JULY 2006 'The Work of Gilles Deleuze' Conference Report

‘The Work of Gilles Deleuze’ Conference took place on Saturday on a very sunny day amidst the baroque splendour of the Maritime Campus. Greenwich played host to a fruitful meeting of Deleuze scholars and featured a series of fascinating and vital papers at the cutting edge of this field. Three parallel session ran in the morning and three in the afternoon. Scholars attended from across the UK and abroad, some having made long journeys to be here.

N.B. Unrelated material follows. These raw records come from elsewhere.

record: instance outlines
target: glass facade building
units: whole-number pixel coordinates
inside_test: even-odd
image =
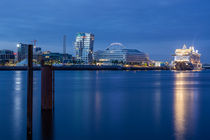
[[[28,44],[17,44],[17,60],[18,62],[28,57]]]
[[[78,33],[74,43],[76,60],[85,64],[93,61],[94,35],[91,33]]]
[[[0,50],[0,64],[13,62],[15,60],[14,52],[11,50]]]
[[[121,62],[126,64],[148,63],[149,57],[136,49],[107,49],[94,53],[97,62]]]

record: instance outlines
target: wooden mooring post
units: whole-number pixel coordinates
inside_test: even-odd
[[[42,111],[54,110],[54,70],[49,65],[43,65],[41,70],[41,108]]]
[[[33,122],[33,45],[28,45],[27,139],[32,140]]]

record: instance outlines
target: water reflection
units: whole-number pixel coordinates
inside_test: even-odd
[[[42,140],[53,140],[53,112],[52,110],[42,111]]]
[[[183,140],[187,131],[192,131],[195,118],[195,94],[197,84],[191,78],[194,73],[175,73],[174,82],[174,129],[177,140]],[[187,125],[191,128],[187,127]]]

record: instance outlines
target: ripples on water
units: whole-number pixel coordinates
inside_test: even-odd
[[[0,72],[0,139],[26,139],[27,72]],[[33,139],[210,139],[210,71],[58,71],[53,114],[34,73]]]

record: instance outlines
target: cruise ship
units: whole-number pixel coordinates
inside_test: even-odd
[[[195,50],[194,46],[187,48],[186,45],[182,49],[176,49],[174,56],[174,67],[176,70],[201,70],[200,54]]]

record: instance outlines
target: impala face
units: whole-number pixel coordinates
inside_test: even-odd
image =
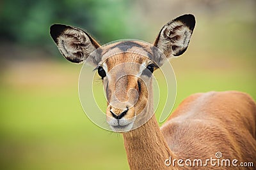
[[[51,35],[68,60],[95,66],[101,77],[108,101],[106,122],[113,131],[124,132],[142,125],[152,103],[152,73],[172,56],[188,48],[195,24],[192,15],[166,24],[154,45],[140,41],[123,41],[100,46],[83,31],[55,24]]]
[[[148,44],[139,41],[106,47],[102,49],[104,60],[97,66],[108,101],[106,120],[113,131],[127,131],[152,116],[146,113],[152,73],[158,67],[153,60],[156,54]]]

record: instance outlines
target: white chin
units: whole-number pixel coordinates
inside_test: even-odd
[[[110,127],[111,128],[112,131],[116,132],[124,132],[129,131],[132,129],[133,125],[133,122],[131,122],[125,125],[109,125]]]

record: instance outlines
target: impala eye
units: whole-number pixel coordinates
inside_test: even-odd
[[[154,71],[154,67],[155,66],[156,66],[155,64],[149,64],[149,65],[147,67],[147,68],[148,69],[149,69],[149,71],[150,71],[151,73],[153,73],[153,71]]]
[[[102,68],[101,66],[99,66],[98,67],[98,74],[100,76],[101,76],[101,78],[103,79],[106,76],[106,72],[105,70]]]

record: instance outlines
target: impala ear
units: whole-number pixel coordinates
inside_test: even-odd
[[[50,34],[61,54],[72,62],[83,62],[90,54],[100,47],[86,32],[70,26],[54,24],[51,26]],[[94,62],[100,60],[100,59],[93,60]]]
[[[179,17],[162,28],[154,46],[166,57],[182,54],[187,50],[195,25],[194,15],[187,14]]]

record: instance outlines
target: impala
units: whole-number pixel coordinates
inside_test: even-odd
[[[163,55],[143,41],[100,46],[79,29],[51,27],[51,35],[67,60],[88,62],[97,69],[108,101],[106,121],[113,131],[122,132],[131,169],[253,169],[239,164],[255,164],[256,105],[248,94],[193,94],[161,128],[154,115],[152,73],[166,58],[186,50],[195,25],[192,15],[167,23],[154,43]],[[100,54],[90,57],[97,49]],[[234,159],[237,166],[205,165],[207,159],[217,158],[216,152],[222,153],[225,161]],[[189,161],[184,162],[188,159],[201,159],[204,165],[191,166]]]

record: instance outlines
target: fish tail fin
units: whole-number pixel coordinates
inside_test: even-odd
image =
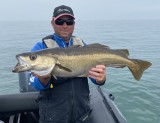
[[[152,64],[148,61],[138,60],[138,59],[131,59],[134,62],[134,66],[129,67],[132,75],[136,80],[140,80],[143,72],[149,68]]]

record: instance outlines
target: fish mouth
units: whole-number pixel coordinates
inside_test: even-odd
[[[16,59],[18,63],[16,64],[12,72],[17,73],[17,72],[24,72],[24,71],[30,70],[31,68],[30,64],[28,64],[26,61],[24,61],[22,58],[18,56],[16,57]]]

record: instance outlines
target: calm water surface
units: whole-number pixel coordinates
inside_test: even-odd
[[[29,51],[52,33],[50,21],[0,23],[0,94],[19,92],[18,75],[11,72],[15,55]],[[74,35],[86,43],[126,48],[130,58],[152,62],[140,81],[128,68],[107,68],[103,89],[114,94],[115,103],[129,123],[160,123],[160,21],[78,21]]]

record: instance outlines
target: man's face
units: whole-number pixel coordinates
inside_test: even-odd
[[[65,21],[69,20],[68,22],[70,22],[70,20],[72,21],[73,18],[71,16],[64,15],[64,16],[59,17],[56,20],[63,23],[63,20],[65,20]],[[64,38],[64,40],[68,42],[70,37],[72,36],[75,23],[73,23],[71,25],[67,25],[67,23],[64,22],[63,24],[58,25],[58,23],[56,23],[56,20],[53,19],[52,22],[51,22],[55,33],[59,37]]]

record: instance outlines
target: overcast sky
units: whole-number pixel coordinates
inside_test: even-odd
[[[160,20],[160,0],[0,0],[0,20],[50,20],[62,4],[77,20]]]

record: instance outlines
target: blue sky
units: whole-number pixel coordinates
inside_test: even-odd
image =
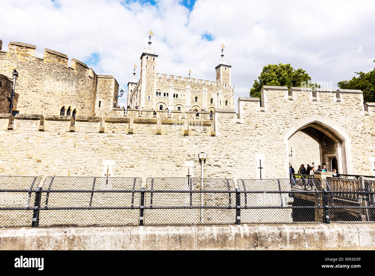
[[[374,10],[369,0],[18,0],[2,3],[0,39],[4,50],[18,41],[36,45],[37,56],[44,48],[65,54],[114,76],[125,90],[134,63],[139,78],[150,30],[157,72],[167,75],[190,69],[194,78],[214,81],[223,43],[237,99],[249,97],[270,63],[291,63],[334,89],[372,69]]]

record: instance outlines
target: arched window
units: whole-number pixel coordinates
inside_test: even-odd
[[[74,123],[75,123],[75,113],[76,113],[75,111],[75,109],[73,111],[73,113],[72,116],[73,116],[73,119],[74,120]]]

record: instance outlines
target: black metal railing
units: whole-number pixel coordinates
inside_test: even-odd
[[[0,176],[0,226],[375,222],[375,180]],[[298,181],[301,181],[300,183]]]
[[[0,176],[0,227],[29,226],[39,176]]]

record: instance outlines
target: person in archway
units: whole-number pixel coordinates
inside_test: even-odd
[[[304,164],[301,164],[301,167],[300,167],[298,172],[301,174],[306,174],[306,168],[304,167]]]
[[[311,167],[310,166],[310,165],[309,164],[307,164],[307,167],[306,167],[306,174],[310,174],[310,171],[311,169]]]
[[[337,173],[337,171],[336,169],[334,169],[332,171],[332,176],[333,177],[338,177],[339,175]]]
[[[294,179],[296,178],[296,176],[294,175],[294,169],[293,168],[292,166],[292,164],[289,163],[289,173],[290,175],[290,179],[293,181],[293,183],[294,183],[294,186],[297,186],[297,184],[296,184],[296,180]],[[290,181],[291,185],[292,184],[292,181]]]

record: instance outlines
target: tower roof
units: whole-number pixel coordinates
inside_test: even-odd
[[[141,58],[142,58],[142,56],[144,54],[148,54],[150,56],[154,56],[157,57],[158,55],[156,54],[156,53],[155,52],[155,51],[152,50],[151,48],[151,41],[148,41],[148,47],[147,47],[143,52],[142,53],[142,55],[141,56]]]
[[[225,66],[226,66],[227,67],[232,67],[231,65],[229,65],[228,64],[228,62],[227,62],[226,61],[225,61],[225,60],[224,60],[224,54],[221,54],[221,60],[220,60],[218,62],[218,65],[216,65],[216,66],[215,68],[216,68],[218,67],[219,66],[220,66],[220,65],[225,65]]]
[[[129,80],[129,81],[128,82],[128,84],[129,83],[136,83],[138,82],[138,81],[135,78],[135,72],[133,73],[133,77]]]

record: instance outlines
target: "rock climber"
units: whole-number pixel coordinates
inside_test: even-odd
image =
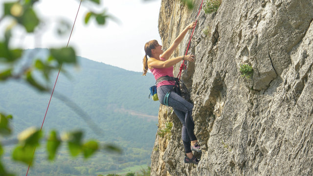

In the morning one session featured two papers that used artworks in order to explore and develop aspects of Deleuze’s work. This included Juan Usle’s work in Cath Ferguson’s paper, where it was related to bio-semiotics. A film made by Steven Eastwood, the second speaker of the session, was shown and raised issues about the practice and value of editing. The session also engaged with Deleuze’s critique of representation, his problematisation of sensation and work on the rhizome and body without organs.

A session featuring Matt Lee, Maria Lakka and Michael McGuire was animated by a common thread: the problem of the political for Deleuze. A further session featured Dror Yinon on the relation of Kant and Deleuze, Tristan Moyle on McDowell and Deleuze, and Patricia Farrell on paratactic narrative in Deleuze. These pushed the boundaries of research on Deleuze.

After lunch the grand council chamber was the setting for a papers on Deleuze and Stoicism, by John Sellars, and Deleuze and Whitehead, by Keith Robinson. These stimulated keen discussion and offered new directions for Deleuze scholarship in the further development of these dimensions of his thought.

Across the courtyard of Queen Anne Court another session featured a paper by Ed Romein and Sjoerd van Tuinen on the ‘City Without Predicates’ and one from Wim Christiaens on ‘Bergson and Quantum Theory.’ These papers explored themes at the heart of Deleuze’s work. The role of Leibniz and Deleuze’s interest in the urban were at the fore. The second paper presented classical and quantum systems in order to open up and develop highly productive areas in Difference and Repetition. A further session took place in which Gulsen Bal spoke on art production and the political, while Ils Huygens developed ideas of affect and image.

Given such a great set of sessions I for one wished that I could be in three places at once. This review reflects the fact that its author, of necessity, attended only two sessions and so relied upon reports about the other four. Readers are welcome to e-mail we36[at]greenwich.ac.uk if they would like to add to this report with anything the author missed or neglected.

The speakers and participants deserve great thanks for the papers and discussions that were at all times first rate and of great contribution to Deleuze scholarship.